Each line in Messages.txt should be converted into a list of words before counting their frequency. For this assignment, we assume that a word contains only alphabetic characters (“a” to “z” and “A” to “Z”) and numerical digits (“0” to “9”). Other symbols, such as spaces (“ ”), commas (“,”), periods (“.”), or question marks (“?”), should not be included in a word. Note that the spell checker is case-sensitive.
2.2 Output
The check method accepts a single word input. If input matches any word in your previous messages, check returns an empty list. Otherwise, check returns a list of at most three words that have a non-empty common prefix with input. If there are no words sharing a common prefix with input, an empty list should be returned. If there are more than three words sharing a common prefix with input, all words are ranked:
• firstly by the number of characters in the common prefix shared with input (longer prefixes take precedence),
• secondly by the frequency of the word in Messages.txt (higher frequencies take prece- dence),
• thirdly by the ASCII value ordering following the characters from the left to right of the words (smaller ASCII value ordering take precedence).
Note that a word a has a smaller ASCII value ordering than a word b in the following cases:
-
When two words are of the same length, say a = a1a2 ...,ak and b = b1b2 ...bk, then ai
has a smaller ASCII value than bi for the first place i where the two words differ.
-
Otherwise, two words have different lengths. The shorter word is padded with the null character (with ASCII value 0) at the end until two words have the same length, and then two words are compared as in the first case.
The check method returns the TOP 3 words according to the above ranking. However, the words in the output list do not need to follow any specific order.
2.3 Example
Suppose you are given a file Messages.txt as follows:
Oh, LOL.
I do not understand. ELI5.
IDK. Tell me more.
LMK if you want to go.
If you will not go, me neither.
I know how to do this, AMA.
Fine, IDC.
BTW, I will not come back home for dinner tonight.
IDK. Tell me more.
After initialisation, your SpellChecker will have the following outputs:
>>> myChecker = SpellChecker("Messages.txt")
>>> myChecker.check("IDK")
[]
>>> myChecker.check("zoo")
[]
>>> myChecker.check("LOK")
["LOL", "LMK"]
>>> myChecker.check("IDP")
["IDK", "IDC", "I"]
>>> myChecker.check("Ifc")
["If", "I", "IDK"]
2.4 Complexity Requirements
• The __init__ method of SpellChecker must run in time complexity O(T), where T is the total number of characters in Messages.txt.
• Let M be the length of the string input and U be the total number of characters in the correct output that should be returned by check on that input, then check must run in time complexity O(M + U).

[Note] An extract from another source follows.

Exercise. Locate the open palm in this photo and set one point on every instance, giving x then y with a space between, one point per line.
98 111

Note that this is an output dependent complexity. For example, if there are no words match the string input, check should complete in O(M).
Warning
For all assignments in this unit, you may not use python dictionaries or sets. This is because the complexity requirements for the assignment are all deterministic worst-case requirements, and dictionaries/sets are based on hash tables, for which it is difficult to determine the deter- ministic worst-case behaviour.
Please be reasonable with your submissions and follow the coding practices you’ve been taught
in prior units (for example, modularising functions, type hinting, appropriate spacing). While
not an otherwise stated requirement, extremely inefficient or convoluted code will result in
mark deductions.
These are just a few examples, so be careful. Remember that you are responsible for the complexity of every line of code you write!